In summary, the approach described in this paper relies on the indirect allorecognition pathway to predict the formation of DSA. The predicted presentation of nonself allo-HLA-derived peptides shows a relationship with the presence of DSA in the serum of kidney recipients. The evaluation of the immunogenicity (self or nonself peptide presentation) and antigenicity (antibody epitopes) of HLA mismatches requires the molecular typing of all HLA-I and HLA class II loci, which is not a standard practice in most organ transplantations. But this approach can benefit mismatched transplantation by optimizing donor-recipient matching and selecting permissible HLA mismatches with low immunogenic potential in order to minimize the appearance of DSA.
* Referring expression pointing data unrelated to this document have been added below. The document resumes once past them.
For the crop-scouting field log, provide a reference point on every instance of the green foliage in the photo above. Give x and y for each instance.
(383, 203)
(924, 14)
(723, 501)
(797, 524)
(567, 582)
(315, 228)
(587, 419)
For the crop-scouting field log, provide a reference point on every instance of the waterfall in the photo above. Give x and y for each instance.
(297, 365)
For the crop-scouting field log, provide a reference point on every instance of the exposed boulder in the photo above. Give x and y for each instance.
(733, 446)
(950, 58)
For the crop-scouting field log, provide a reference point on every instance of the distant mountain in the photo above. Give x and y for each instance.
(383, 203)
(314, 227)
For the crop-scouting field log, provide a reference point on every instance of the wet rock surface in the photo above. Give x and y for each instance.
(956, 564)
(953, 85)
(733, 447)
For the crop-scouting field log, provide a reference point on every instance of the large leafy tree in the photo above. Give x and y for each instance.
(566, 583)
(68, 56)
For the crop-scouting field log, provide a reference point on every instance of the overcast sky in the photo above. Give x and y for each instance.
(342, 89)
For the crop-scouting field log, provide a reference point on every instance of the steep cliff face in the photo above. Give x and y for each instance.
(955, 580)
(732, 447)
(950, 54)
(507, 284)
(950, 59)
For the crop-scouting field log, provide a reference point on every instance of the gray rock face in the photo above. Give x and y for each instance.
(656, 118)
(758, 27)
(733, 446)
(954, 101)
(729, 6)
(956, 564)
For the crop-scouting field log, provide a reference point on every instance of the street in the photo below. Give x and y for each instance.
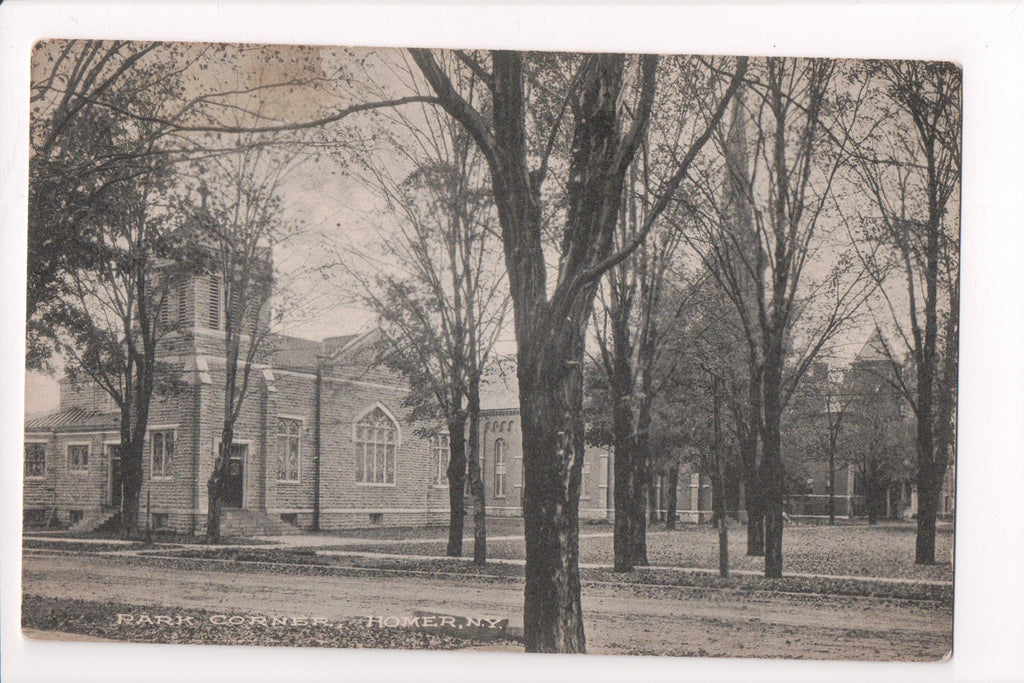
(620, 619)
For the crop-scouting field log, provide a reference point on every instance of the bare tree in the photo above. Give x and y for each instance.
(759, 253)
(910, 166)
(551, 321)
(240, 218)
(104, 257)
(434, 281)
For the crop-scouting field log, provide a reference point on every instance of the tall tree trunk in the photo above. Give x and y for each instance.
(630, 535)
(772, 472)
(134, 418)
(457, 483)
(754, 498)
(652, 495)
(131, 468)
(215, 485)
(477, 492)
(832, 484)
(673, 484)
(551, 402)
(719, 497)
(928, 505)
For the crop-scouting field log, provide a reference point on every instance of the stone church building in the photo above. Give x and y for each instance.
(324, 440)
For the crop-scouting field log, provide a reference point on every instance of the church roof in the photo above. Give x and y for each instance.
(73, 418)
(873, 349)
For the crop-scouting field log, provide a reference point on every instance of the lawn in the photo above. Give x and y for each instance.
(848, 550)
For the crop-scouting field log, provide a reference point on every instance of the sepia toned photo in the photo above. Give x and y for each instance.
(492, 351)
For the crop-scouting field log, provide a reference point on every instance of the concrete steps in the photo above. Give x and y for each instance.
(93, 520)
(237, 521)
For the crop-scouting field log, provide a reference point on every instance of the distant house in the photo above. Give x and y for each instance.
(866, 394)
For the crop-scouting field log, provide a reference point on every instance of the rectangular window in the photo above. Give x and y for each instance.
(213, 302)
(501, 467)
(442, 456)
(78, 458)
(161, 450)
(288, 450)
(35, 460)
(182, 291)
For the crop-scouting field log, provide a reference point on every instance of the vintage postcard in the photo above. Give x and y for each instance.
(491, 350)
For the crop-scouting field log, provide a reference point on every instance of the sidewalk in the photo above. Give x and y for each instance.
(328, 548)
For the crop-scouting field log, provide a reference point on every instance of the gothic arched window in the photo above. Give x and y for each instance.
(376, 443)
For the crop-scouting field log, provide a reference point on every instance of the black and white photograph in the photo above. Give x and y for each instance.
(493, 351)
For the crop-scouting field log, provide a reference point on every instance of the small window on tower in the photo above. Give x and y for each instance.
(213, 302)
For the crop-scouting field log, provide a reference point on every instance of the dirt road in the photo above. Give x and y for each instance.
(620, 619)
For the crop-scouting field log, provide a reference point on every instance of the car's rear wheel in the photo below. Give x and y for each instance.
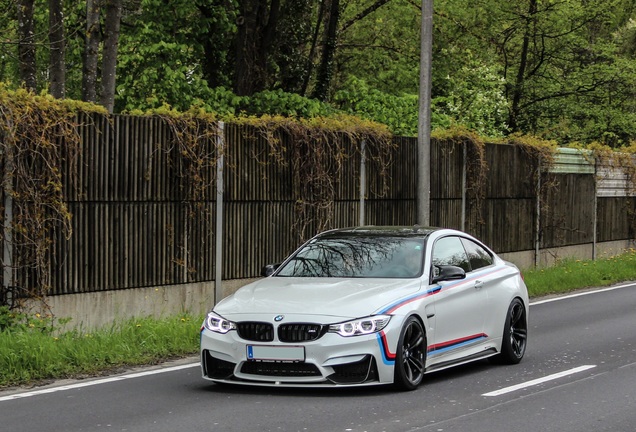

(a) HLA-DRB1 and DQA1/DQB1 mismatches

	No DSA (n = 8)	DSA (n = 17)	P value
EpMS	7.9 ± 3.8	9.5 ± 4.3	0.397
Antibody verified	2 ± 1.5	3.8 ± 2.4	0.0714
Others	5.9 ± 3	5.7 ± 3.1	0.8993
PIRCHE-II	6 ± 3	10.8 ± 4.3	0.0094
HMS	7.8 ± 5	13 ± 8.2	0.1438
EMS	9.1 ± 5.7	12.1 ± 8.1	0.3492
AMS	8.4 ± 5.7	11.6 ± 4.9	0.1544

(b) HLA-DRB1 mismatches

	No DSA (n = 6)	DSA (n = 3)	P value
EpMS	8.7 ± 4.1	13.7 ± 2.5	0.0978
Antibody verified	2.2 ± 1.7	4 ± 1	0.1385
Others	6.5 ± 3.3	9.7 ± 1.5	0.1642
PIRCHE-II	6 ± 2.5	7.3 ± 5.7	0.6275
HMS	9.4 ± 4.6	14.5 ± 4.3	0.1516
EMS	11.1 ± 4.9	15.9 ± 5.3	0.2155
AMS	10.2 ± 5.5	15 ± 1.7	0.1919

(c) HLA-DQA1/DQB1 mismatches

	No DSA (n = 2)	DSA (n = 14)	P value
EpMS	5.5 ± 0.7	8.6 ± 4.1	0.3248
Antibody verified	1.5 ± 0.7	3.7 ± 2.6	0.2707
Others	4 ± 1.4	4.9 ± 2.6	0.6679
PIRCHE-II	6 ± 5.7	11.5 ± 3.7	0.0836
HMS	3 ± 3	12.7 ± 9.8	0.1993
EMS	3.2 ± 3.7	11.3 ± 8.5	0.2105
AMS	3	10.9 ± 5.1	0.0524

Note. Values are expressed as mean ± SD; two-tailed P values are shown.

AMS: amino acid mismatch score; DSA: donor-specific HLA antibody; EMS: electrostatic mismatch score; EpMS: eplet mismatch score; HMS: hydrophobicity mismatch score; PIRCHE-II: predicted indirectly recognizable HLA epitopes, HLA class II-presented.